Lifting, Powerlifting

WEEKEND WARRIOR WORKOUT (part 2)

On Sundays we Deadlift.

Started Sunday feeling slightly exhausted, going off of 3 hours of sleep.  I woke up in time to eat breakfast, slept for an hour, woke back up to meet my friends for breakfast at 9, another staple in my weekend routine.  Deadlifting starts at 10 o clock sharp.  After a thorough foam roll and stretching session I did single leg deadlifts with a kettlebell before my pin pulls.  And, as previously promised, here is a video!

 4 x 2 again this week.  It was taxing on my back after my workout the previous morning but this program has helped me so much with my form for all powerlifts and staying tight.

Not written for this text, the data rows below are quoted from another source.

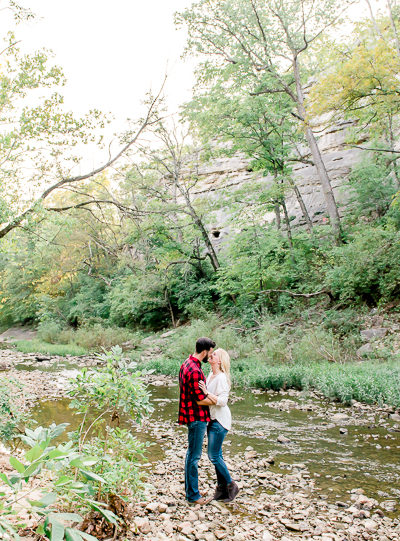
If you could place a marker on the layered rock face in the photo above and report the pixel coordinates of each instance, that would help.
(230, 173)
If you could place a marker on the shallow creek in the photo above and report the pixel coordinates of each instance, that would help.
(362, 451)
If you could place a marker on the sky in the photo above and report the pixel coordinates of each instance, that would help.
(113, 52)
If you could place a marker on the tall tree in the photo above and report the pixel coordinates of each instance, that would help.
(361, 83)
(262, 42)
(260, 127)
(175, 165)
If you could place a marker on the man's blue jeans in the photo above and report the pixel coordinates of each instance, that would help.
(216, 434)
(196, 432)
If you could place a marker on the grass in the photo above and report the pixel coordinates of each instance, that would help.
(39, 346)
(308, 356)
(369, 382)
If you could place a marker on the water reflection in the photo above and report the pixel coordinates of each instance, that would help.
(340, 462)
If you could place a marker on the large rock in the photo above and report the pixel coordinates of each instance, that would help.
(375, 332)
(235, 172)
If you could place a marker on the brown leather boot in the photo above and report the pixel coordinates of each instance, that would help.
(233, 490)
(221, 492)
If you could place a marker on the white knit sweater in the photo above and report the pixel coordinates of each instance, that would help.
(218, 385)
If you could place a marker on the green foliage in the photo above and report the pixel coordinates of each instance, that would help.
(41, 457)
(12, 417)
(365, 269)
(37, 346)
(370, 382)
(111, 389)
(373, 186)
(120, 465)
(83, 474)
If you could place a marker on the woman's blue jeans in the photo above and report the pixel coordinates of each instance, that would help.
(216, 434)
(196, 432)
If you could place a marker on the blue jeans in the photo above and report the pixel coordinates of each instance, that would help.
(216, 434)
(196, 432)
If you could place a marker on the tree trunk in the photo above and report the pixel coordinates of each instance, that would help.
(316, 154)
(171, 312)
(210, 248)
(278, 216)
(287, 222)
(303, 207)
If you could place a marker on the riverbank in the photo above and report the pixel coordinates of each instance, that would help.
(270, 505)
(285, 500)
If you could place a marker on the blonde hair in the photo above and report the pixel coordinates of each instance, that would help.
(225, 361)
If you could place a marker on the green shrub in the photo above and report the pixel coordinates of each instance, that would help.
(366, 269)
(96, 337)
(12, 416)
(49, 331)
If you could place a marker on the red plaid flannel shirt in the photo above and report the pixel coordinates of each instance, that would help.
(189, 376)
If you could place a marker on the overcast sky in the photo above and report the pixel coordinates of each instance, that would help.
(113, 52)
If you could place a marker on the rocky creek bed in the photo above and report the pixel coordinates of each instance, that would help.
(307, 468)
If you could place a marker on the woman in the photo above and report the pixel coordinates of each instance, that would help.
(217, 388)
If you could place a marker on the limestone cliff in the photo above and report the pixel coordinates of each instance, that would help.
(232, 172)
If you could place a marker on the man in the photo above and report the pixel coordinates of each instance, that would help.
(193, 415)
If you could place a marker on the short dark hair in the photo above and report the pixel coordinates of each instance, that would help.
(204, 344)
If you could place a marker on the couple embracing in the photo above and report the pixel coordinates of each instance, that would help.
(203, 408)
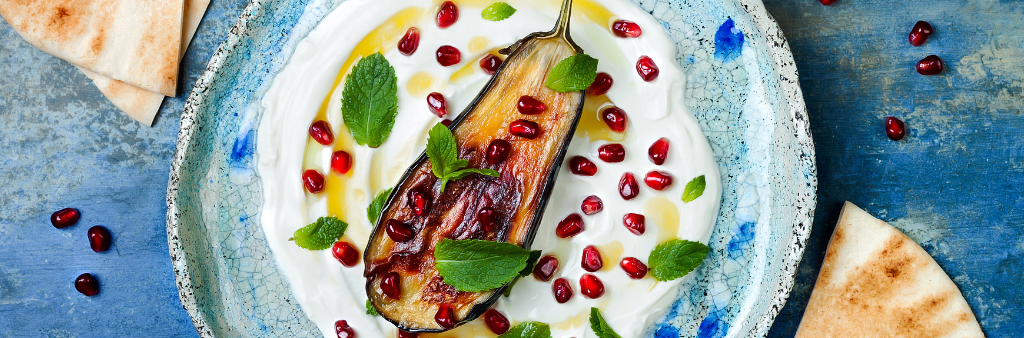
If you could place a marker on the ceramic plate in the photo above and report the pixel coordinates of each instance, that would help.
(741, 86)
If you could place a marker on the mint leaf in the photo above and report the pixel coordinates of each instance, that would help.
(474, 265)
(498, 11)
(572, 74)
(371, 309)
(600, 327)
(375, 208)
(694, 188)
(320, 235)
(676, 258)
(528, 330)
(370, 100)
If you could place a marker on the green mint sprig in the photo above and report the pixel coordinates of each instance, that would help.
(474, 265)
(370, 100)
(498, 11)
(443, 154)
(572, 74)
(600, 327)
(676, 258)
(320, 235)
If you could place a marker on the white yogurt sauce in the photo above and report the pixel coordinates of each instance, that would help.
(328, 291)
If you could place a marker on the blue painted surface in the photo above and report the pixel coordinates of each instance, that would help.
(955, 184)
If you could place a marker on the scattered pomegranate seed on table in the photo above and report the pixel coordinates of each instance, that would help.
(582, 166)
(600, 85)
(496, 322)
(313, 180)
(87, 285)
(562, 290)
(569, 226)
(65, 217)
(529, 106)
(437, 104)
(633, 267)
(446, 14)
(410, 42)
(920, 33)
(341, 162)
(345, 253)
(321, 131)
(591, 286)
(546, 267)
(636, 223)
(591, 259)
(592, 205)
(448, 55)
(647, 70)
(895, 128)
(99, 239)
(625, 29)
(931, 65)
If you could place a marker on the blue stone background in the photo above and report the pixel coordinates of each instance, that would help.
(955, 184)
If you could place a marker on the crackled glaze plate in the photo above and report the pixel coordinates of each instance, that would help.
(741, 87)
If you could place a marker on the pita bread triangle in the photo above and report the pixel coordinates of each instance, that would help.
(133, 41)
(876, 282)
(139, 103)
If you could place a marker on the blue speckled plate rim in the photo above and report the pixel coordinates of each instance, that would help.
(785, 69)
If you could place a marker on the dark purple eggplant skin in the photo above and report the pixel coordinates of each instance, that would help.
(518, 196)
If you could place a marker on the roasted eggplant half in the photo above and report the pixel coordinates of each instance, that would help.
(525, 150)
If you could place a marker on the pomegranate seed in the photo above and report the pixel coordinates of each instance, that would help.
(341, 162)
(611, 153)
(529, 106)
(313, 180)
(614, 118)
(634, 267)
(410, 42)
(437, 104)
(391, 285)
(628, 186)
(398, 231)
(486, 218)
(582, 166)
(562, 290)
(657, 179)
(895, 128)
(321, 131)
(624, 29)
(343, 330)
(591, 287)
(931, 65)
(658, 151)
(498, 151)
(444, 317)
(99, 239)
(419, 202)
(591, 259)
(448, 14)
(489, 64)
(545, 267)
(635, 223)
(920, 33)
(600, 85)
(524, 128)
(571, 225)
(592, 205)
(448, 55)
(497, 322)
(87, 285)
(65, 217)
(345, 253)
(646, 68)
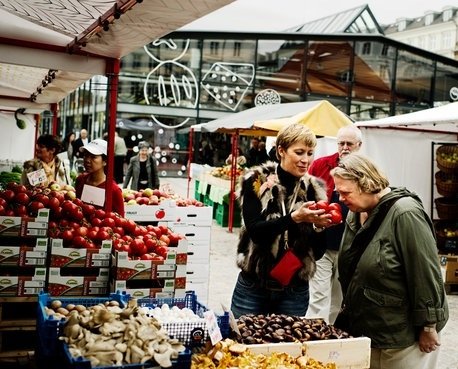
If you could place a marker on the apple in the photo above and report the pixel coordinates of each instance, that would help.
(55, 186)
(160, 213)
(153, 200)
(21, 198)
(147, 192)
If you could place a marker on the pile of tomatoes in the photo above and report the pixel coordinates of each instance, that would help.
(82, 225)
(333, 208)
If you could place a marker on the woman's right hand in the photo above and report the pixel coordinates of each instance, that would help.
(317, 217)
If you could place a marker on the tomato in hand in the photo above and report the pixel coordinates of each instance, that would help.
(336, 216)
(334, 206)
(322, 204)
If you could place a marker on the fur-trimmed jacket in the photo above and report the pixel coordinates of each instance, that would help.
(264, 191)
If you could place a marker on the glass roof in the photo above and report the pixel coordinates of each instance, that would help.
(356, 20)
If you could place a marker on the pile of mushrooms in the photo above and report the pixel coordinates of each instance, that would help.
(107, 334)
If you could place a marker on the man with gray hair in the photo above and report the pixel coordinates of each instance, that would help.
(325, 291)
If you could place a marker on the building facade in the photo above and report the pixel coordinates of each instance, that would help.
(188, 78)
(435, 31)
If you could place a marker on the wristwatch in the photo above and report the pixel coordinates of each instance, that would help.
(429, 328)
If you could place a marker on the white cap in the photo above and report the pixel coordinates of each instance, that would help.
(97, 147)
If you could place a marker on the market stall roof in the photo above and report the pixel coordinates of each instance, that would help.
(324, 119)
(49, 48)
(250, 122)
(440, 119)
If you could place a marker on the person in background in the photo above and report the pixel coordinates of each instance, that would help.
(275, 201)
(262, 156)
(273, 153)
(142, 170)
(120, 151)
(78, 144)
(68, 147)
(252, 155)
(395, 294)
(325, 292)
(241, 160)
(46, 149)
(95, 162)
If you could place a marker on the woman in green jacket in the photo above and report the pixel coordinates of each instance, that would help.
(395, 295)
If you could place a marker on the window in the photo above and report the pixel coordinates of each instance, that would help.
(214, 46)
(447, 15)
(402, 25)
(432, 42)
(446, 40)
(237, 48)
(366, 48)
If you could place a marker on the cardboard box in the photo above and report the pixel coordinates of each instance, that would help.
(25, 255)
(165, 211)
(451, 268)
(95, 283)
(125, 269)
(348, 353)
(191, 233)
(167, 291)
(20, 285)
(25, 226)
(72, 257)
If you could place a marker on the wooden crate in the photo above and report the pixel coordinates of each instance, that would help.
(348, 353)
(17, 329)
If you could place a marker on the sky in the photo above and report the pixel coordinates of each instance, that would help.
(277, 15)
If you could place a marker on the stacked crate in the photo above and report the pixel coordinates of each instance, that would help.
(78, 271)
(192, 222)
(23, 253)
(151, 278)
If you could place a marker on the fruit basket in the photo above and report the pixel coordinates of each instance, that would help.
(447, 184)
(447, 208)
(447, 235)
(447, 158)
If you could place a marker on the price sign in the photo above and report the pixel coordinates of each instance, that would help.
(37, 177)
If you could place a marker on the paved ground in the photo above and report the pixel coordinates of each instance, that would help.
(223, 274)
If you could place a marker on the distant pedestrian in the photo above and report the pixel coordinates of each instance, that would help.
(120, 151)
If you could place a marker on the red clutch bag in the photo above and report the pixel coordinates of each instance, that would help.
(285, 269)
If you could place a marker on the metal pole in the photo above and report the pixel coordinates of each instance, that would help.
(113, 66)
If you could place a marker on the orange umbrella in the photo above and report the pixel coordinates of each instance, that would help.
(324, 119)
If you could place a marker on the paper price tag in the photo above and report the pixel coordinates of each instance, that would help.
(37, 177)
(93, 195)
(212, 327)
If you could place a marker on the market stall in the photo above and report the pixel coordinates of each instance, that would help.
(323, 118)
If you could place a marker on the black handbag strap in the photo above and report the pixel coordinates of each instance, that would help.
(362, 239)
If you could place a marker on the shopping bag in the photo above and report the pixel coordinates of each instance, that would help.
(285, 269)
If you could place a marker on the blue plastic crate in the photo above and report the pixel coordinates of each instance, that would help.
(68, 362)
(49, 328)
(190, 333)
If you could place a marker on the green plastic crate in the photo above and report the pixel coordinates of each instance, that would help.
(222, 215)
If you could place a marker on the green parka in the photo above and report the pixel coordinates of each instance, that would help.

Reverse hyperextensions 4×10

4 x 10 Single leg hamstring curls with monster mini (need to work on keeping movements slow and constant tension on the muscle.)

6 x 15 good mornings

Walking lunges with 25lb kettlebell

I had to go back to the gym for round 2 to get my 25 minutes of cardio in, which I completed on incline 15 at speed 3.0, burning 300 calories.  Steak and potatoes for dinner!  It was the perfect ending to an awesome weekend and a great start to my first day as a full time personal trainer.